Aus­gangs­ver­fah­ren und Vor­la­ge­fra­gen

11 Frau Kris­ten­sen wur­de im Al­ter von 29 Jah­ren zum 19. No­vem­ber 2007 als Mit­ar­bei­te­rin im Kun­den­ser­vice von Ex­pe­ri­an ein­ge­stellt.
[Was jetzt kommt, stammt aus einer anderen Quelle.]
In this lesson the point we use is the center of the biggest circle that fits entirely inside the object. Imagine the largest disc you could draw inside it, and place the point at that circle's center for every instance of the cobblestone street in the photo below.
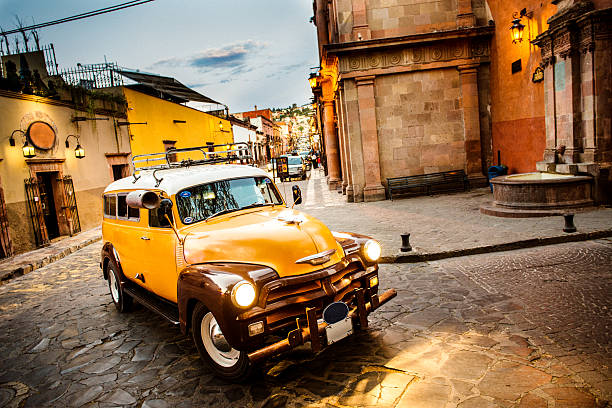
(528, 328)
Ihr Ar­beits­ver­trag sah un­ter Nr. 5.1 zur Al­ters­ver­sor­gung Fol­gen­des vor:

„5.1 [Frau Kris­ten­sen fällt] ab 19. Au­gust 2008 un­ter das von Scan­dia geführ­te ob­li­ga­to­ri­sche Ren­ten­sys­tem von [Ex­pe­ri­an]. [Ex­pe­ri­an] zahlt zwei Drit­tel der Beiträge, und [Frau Kris­ten­sen zahlt] ein Drit­tel der Prämie.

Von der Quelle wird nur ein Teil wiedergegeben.